From a Marxist perspective, these innovations represent a contradiction: the capacity to end HIV transmission increasingly exists, but access is mediated through pharmaceutical ownership, patents, insurance markets, and fragmented public systems. Life-saving drugs become commodities, and adherence becomes a condition of participation in healthcare capitalism. Survival is thus both enabled and priced.

A Foucauldian lens shows how this system governs bodies through risk management. Telehealth, routine testing, adherence monitoring, and prevention protocols produce a subject who is continuously visible, measurable, and responsible. Care becomes a form of discipline—not coercive in a traditional sense, but embedded in norms of “good” biomedical citizenship.

Through Derrida, this system destabilizes itself: telehealth is both liberation and surveillance; pharmaceuticals are both care and commodification. The promise of “ending HIV” depends on excluding the very structural conditions—racism, housing instability, criminalization, digital divides—that sustain the syndemic.

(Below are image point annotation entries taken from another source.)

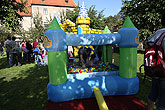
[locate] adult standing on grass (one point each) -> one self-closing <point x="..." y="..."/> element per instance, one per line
<point x="1" y="48"/>
<point x="29" y="48"/>
<point x="7" y="47"/>
<point x="35" y="43"/>
<point x="157" y="92"/>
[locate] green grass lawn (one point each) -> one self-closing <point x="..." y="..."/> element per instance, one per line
<point x="24" y="87"/>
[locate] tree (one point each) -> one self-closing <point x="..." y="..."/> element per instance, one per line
<point x="9" y="12"/>
<point x="145" y="14"/>
<point x="112" y="21"/>
<point x="36" y="31"/>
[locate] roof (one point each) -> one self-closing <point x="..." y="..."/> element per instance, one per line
<point x="62" y="3"/>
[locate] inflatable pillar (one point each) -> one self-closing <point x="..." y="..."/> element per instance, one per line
<point x="107" y="49"/>
<point x="128" y="49"/>
<point x="100" y="99"/>
<point x="55" y="44"/>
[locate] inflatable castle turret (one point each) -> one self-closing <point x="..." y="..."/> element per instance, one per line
<point x="83" y="21"/>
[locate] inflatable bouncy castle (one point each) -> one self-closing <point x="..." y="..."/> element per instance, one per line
<point x="65" y="87"/>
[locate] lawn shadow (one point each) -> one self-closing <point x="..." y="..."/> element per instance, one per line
<point x="3" y="63"/>
<point x="144" y="87"/>
<point x="28" y="92"/>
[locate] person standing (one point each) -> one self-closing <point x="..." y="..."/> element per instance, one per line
<point x="7" y="47"/>
<point x="157" y="93"/>
<point x="1" y="48"/>
<point x="35" y="43"/>
<point x="29" y="50"/>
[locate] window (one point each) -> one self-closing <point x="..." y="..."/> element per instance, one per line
<point x="66" y="1"/>
<point x="45" y="11"/>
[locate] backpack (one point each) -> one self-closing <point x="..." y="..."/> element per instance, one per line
<point x="154" y="61"/>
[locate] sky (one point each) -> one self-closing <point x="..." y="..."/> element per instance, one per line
<point x="110" y="7"/>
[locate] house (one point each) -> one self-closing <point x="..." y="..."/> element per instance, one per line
<point x="46" y="9"/>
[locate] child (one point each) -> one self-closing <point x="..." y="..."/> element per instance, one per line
<point x="38" y="56"/>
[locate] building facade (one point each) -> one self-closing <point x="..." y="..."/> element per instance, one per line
<point x="46" y="9"/>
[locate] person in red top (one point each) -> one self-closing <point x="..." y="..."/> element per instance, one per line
<point x="35" y="43"/>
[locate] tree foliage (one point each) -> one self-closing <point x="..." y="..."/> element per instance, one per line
<point x="37" y="30"/>
<point x="9" y="12"/>
<point x="145" y="14"/>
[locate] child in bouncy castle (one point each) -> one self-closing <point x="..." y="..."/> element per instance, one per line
<point x="38" y="56"/>
<point x="70" y="51"/>
<point x="86" y="59"/>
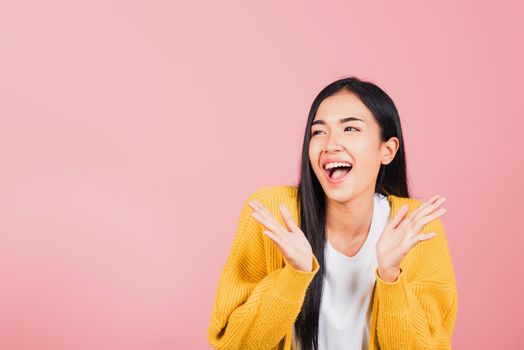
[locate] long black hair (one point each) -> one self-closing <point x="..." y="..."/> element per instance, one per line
<point x="392" y="179"/>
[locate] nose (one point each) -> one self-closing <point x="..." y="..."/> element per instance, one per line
<point x="332" y="143"/>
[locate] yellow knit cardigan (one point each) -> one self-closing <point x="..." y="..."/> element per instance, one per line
<point x="259" y="296"/>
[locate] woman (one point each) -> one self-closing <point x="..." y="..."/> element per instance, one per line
<point x="346" y="260"/>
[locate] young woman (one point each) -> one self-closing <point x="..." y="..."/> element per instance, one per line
<point x="345" y="260"/>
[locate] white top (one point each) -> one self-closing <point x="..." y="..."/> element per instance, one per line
<point x="345" y="309"/>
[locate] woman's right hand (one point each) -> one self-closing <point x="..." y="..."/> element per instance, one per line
<point x="291" y="241"/>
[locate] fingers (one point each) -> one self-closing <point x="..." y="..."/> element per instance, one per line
<point x="427" y="219"/>
<point x="288" y="219"/>
<point x="427" y="208"/>
<point x="424" y="205"/>
<point x="403" y="210"/>
<point x="266" y="218"/>
<point x="274" y="237"/>
<point x="422" y="237"/>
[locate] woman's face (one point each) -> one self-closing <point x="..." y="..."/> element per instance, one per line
<point x="356" y="141"/>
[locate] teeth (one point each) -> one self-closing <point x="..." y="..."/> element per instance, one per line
<point x="336" y="164"/>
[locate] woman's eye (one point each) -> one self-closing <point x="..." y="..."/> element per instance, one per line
<point x="313" y="133"/>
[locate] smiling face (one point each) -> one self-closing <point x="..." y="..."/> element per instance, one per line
<point x="355" y="140"/>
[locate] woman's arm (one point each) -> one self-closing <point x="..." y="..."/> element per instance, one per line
<point x="418" y="310"/>
<point x="254" y="309"/>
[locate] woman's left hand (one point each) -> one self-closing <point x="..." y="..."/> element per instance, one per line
<point x="401" y="234"/>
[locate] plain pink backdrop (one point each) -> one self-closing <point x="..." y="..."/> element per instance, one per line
<point x="131" y="132"/>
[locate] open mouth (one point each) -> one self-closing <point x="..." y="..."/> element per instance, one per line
<point x="337" y="174"/>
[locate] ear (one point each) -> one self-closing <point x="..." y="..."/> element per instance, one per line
<point x="388" y="149"/>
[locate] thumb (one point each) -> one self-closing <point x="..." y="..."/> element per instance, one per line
<point x="403" y="210"/>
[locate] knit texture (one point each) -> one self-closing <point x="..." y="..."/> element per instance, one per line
<point x="259" y="295"/>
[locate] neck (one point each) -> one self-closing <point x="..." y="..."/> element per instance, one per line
<point x="352" y="219"/>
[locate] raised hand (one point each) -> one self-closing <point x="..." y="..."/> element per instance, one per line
<point x="291" y="241"/>
<point x="402" y="233"/>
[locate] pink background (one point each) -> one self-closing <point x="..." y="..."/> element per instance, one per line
<point x="131" y="132"/>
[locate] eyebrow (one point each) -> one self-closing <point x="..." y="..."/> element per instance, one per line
<point x="341" y="121"/>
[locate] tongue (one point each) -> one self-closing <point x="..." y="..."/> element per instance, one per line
<point x="339" y="173"/>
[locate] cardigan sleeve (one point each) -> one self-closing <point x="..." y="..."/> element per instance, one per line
<point x="419" y="309"/>
<point x="254" y="309"/>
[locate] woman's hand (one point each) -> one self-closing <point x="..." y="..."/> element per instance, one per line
<point x="401" y="234"/>
<point x="291" y="241"/>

A Deleuzian-Guattarian reading clarifies that HIV/STI care is an assemblage of flows—drugs, data, bodies, institutions—constantly deterritorializing (e.g., telehealth disrupting clinic space) and reterritorializing (e.g., insurance, billing, and pharmaceutical control reasserting structure). Innovation moves faster than equity, and the system continually reorganizes itself around profit and governance.

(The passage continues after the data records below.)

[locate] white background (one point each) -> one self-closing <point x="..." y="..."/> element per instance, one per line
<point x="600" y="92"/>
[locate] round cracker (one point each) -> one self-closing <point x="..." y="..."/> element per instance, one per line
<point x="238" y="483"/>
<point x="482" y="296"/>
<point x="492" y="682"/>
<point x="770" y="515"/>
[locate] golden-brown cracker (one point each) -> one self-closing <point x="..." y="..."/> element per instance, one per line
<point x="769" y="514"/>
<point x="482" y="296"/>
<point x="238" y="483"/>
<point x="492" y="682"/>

Finally, through Paul Farmer’s structural violence, the key insight is that biomedical revolution alone cannot resolve a syndemic. HIV/STIs persist not because tools are lacking, but because access is stratified. The uneven rollout of telehealth and pharmaceuticals reflects deeper inequalities in housing, income, race, and healthcare infrastructure.

In synthesis, telehealth and biomedical interventions are not simply solutions—they are sites where care, capital, and control converge. Their revolutionary potential depends on whether they remain commodified technologies or are embedded within a broader restructuring of social conditions that produce vulnerability in the first place.